2. Select the newly created application (foundry-integration in our example), the user to which you've assigned the newly created role (foundry-role), and the newly created role.
  - If you can't manage tokens for other users, your user will be selected by default. Make sure your user has the newly created role (foundry-role) assigned to it.
3. After you Save, make a note of the TOKEN ID and TOKEN SECRET. You will need them to configure Foundry.

TOKEN ID and TOKEN SECRET will only be displayed the first time you save the token. You will need to create a new token to get a new TOKEN ID and TOKEN SECRET.

Learn more about token management in NetSuite. ↗

Networking

The NetSuite SuiteTalk connector requires network access to the NetSuite instance to which you want to connect.

Option 1: Direct connection

If you are connecting via a direct connection, you will need to add the following egress policies to the source:

<ACCOUNT_ID>.suitetalk.api.netsuite.com on port 443; you can find your account ID in the URL when connected to NetSuite.
webservices.netsuite.com on port 443.

If these egress policies do not exist, you can request them; otherwise you can add them.

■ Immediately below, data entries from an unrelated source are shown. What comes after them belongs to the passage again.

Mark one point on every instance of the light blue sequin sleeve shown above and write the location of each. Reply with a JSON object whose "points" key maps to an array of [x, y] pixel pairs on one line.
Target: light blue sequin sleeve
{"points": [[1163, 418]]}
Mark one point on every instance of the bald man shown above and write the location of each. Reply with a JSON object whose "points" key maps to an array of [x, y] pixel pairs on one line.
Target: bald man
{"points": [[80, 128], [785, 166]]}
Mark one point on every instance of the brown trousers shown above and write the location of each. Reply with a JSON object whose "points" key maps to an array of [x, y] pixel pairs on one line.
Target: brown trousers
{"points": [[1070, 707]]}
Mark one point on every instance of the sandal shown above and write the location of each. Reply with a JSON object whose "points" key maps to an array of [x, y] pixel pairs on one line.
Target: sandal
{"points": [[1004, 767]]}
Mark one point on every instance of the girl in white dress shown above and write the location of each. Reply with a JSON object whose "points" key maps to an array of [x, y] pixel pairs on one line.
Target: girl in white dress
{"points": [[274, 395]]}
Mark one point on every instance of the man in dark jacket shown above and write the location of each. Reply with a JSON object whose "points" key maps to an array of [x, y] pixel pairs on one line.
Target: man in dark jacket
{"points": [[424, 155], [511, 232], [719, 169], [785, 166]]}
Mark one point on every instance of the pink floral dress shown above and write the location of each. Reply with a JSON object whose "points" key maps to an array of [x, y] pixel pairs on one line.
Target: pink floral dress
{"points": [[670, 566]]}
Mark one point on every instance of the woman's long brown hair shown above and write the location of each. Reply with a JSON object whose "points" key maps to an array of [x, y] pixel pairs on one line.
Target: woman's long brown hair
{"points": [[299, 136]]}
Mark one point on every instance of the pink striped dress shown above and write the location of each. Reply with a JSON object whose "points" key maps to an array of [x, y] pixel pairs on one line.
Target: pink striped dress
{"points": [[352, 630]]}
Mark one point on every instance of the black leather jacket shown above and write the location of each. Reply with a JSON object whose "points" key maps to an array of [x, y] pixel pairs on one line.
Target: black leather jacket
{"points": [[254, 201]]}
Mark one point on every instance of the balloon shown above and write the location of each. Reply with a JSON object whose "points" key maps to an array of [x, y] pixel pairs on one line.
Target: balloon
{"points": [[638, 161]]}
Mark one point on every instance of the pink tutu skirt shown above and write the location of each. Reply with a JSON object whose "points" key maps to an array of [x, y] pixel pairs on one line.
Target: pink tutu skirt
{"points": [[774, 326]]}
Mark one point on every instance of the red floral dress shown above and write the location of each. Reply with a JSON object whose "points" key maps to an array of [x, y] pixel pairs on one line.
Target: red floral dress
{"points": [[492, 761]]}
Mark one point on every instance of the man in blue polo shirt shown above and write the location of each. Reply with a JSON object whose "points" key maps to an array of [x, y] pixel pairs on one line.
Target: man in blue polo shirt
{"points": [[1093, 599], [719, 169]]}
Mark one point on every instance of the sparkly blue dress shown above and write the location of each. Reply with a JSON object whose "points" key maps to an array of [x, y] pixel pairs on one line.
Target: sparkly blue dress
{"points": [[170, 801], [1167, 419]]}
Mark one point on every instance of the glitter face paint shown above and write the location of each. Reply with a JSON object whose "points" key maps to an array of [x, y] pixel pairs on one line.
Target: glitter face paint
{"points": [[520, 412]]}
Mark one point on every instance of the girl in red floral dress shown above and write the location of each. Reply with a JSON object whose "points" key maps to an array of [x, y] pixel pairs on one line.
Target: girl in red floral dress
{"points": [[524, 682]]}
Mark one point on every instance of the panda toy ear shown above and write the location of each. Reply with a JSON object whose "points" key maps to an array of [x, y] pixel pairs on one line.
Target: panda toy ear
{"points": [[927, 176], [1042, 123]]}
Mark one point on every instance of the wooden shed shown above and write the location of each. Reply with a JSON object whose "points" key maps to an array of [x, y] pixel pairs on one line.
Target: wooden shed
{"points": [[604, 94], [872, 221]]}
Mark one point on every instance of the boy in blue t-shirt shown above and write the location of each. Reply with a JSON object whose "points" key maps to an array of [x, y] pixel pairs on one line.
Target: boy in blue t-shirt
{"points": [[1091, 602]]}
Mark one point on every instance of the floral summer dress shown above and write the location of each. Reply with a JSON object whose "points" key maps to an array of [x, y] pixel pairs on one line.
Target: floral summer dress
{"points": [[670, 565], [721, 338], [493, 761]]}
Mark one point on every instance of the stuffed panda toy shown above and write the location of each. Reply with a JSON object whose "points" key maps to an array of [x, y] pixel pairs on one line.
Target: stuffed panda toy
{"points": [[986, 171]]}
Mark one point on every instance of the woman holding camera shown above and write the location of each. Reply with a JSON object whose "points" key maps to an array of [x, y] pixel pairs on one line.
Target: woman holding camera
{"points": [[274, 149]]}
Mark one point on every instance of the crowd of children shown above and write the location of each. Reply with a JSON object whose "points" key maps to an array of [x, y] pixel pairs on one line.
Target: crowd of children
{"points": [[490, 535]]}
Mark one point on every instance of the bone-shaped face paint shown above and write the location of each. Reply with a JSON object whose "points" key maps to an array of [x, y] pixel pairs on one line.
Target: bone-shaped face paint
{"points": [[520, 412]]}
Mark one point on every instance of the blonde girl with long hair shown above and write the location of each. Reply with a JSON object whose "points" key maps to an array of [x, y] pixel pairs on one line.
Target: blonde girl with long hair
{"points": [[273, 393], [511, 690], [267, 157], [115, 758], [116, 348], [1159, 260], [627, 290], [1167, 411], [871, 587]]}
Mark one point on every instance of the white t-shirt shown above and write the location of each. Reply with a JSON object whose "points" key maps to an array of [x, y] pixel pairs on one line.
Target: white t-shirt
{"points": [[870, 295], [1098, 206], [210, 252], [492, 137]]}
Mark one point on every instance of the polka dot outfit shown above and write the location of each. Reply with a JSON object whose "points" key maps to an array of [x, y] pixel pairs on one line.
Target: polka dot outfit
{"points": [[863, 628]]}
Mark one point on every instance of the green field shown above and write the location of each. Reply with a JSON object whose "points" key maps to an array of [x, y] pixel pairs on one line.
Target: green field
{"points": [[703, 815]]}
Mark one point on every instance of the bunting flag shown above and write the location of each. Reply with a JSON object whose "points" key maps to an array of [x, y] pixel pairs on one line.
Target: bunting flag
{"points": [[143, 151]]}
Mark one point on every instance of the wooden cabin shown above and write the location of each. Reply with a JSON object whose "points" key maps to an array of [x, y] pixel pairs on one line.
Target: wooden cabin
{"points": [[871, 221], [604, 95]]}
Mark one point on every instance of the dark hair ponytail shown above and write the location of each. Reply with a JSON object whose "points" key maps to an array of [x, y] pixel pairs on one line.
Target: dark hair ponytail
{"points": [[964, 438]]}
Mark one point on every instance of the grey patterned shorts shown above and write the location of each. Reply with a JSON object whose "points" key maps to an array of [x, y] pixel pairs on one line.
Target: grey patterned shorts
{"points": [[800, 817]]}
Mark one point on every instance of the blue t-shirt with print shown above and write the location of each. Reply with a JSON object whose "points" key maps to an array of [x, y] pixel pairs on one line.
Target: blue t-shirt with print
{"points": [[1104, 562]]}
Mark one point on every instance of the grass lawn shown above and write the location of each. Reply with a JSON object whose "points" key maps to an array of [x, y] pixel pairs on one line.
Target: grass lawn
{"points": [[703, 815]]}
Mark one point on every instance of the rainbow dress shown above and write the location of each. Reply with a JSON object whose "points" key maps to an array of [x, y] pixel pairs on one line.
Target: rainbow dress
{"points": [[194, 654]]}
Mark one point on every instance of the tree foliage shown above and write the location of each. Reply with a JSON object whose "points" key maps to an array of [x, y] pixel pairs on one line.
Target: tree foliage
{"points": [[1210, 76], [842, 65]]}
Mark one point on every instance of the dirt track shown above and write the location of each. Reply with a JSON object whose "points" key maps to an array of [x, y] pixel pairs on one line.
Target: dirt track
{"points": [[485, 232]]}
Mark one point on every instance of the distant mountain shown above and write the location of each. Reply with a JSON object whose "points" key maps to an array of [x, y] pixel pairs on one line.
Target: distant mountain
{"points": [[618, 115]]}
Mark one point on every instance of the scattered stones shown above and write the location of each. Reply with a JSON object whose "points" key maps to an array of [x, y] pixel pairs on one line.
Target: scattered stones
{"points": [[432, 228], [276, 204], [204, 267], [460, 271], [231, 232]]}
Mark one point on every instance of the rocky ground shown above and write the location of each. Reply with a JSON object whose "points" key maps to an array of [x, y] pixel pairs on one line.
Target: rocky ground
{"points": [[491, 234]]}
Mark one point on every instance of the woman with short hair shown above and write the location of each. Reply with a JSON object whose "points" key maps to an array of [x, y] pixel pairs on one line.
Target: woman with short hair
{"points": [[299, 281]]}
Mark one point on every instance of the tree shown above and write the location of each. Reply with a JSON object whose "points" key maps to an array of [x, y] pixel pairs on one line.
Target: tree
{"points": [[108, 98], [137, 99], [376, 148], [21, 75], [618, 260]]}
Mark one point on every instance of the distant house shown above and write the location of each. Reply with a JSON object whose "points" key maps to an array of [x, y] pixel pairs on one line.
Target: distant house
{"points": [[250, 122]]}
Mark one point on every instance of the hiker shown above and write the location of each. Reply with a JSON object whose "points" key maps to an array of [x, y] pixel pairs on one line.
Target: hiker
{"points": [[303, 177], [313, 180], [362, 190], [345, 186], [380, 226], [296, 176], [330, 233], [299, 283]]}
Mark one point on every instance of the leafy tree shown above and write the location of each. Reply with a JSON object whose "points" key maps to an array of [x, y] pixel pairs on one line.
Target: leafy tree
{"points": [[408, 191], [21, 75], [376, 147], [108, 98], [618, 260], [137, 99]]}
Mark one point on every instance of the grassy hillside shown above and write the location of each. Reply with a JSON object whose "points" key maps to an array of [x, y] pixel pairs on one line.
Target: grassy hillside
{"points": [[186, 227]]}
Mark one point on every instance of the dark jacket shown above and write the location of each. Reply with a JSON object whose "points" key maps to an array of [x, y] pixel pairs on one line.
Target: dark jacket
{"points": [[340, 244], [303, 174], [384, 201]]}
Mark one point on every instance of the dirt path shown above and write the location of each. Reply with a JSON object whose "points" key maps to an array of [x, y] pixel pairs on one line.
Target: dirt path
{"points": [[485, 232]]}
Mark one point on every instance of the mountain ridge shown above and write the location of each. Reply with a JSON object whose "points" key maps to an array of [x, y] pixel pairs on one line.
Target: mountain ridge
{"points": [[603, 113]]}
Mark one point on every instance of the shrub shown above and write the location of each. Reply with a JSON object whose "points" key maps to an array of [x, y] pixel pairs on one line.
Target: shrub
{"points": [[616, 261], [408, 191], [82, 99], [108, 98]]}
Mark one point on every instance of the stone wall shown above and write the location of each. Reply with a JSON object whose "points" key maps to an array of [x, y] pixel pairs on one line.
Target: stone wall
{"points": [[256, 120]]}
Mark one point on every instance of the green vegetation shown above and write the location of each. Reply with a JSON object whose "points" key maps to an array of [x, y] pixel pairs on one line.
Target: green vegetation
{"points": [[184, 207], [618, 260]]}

Option 2: Agent connection

If you are connecting with an agent runtime, you must ensure that the agent host has firewalls open to the host names, IP addresses, and ports required to connect to your NetSuite Connect instance.

Connection details

Option	Required?	Description
`Account ID`	Yes	NetSuite Account ID, found as a prefix in your NetSuite's instance URL
`Client ID`	Yes	`CLIENT ID` copied when creating the `foundry-integration`
`Client secret`	Yes	`CLIENT SECRET` copied when creating the `foundry-integration`
`Access token`	Yes	`TOKEN ID` copied when creating the TBA token
`Access token secret`	Yes	`CLIENT ID` copied when creating the TBA token

Creating a sync

The NetSuite SuiteTalk source can be explored to discover tables and create new syncs. You can also manually create new syncs from the overview page of the source.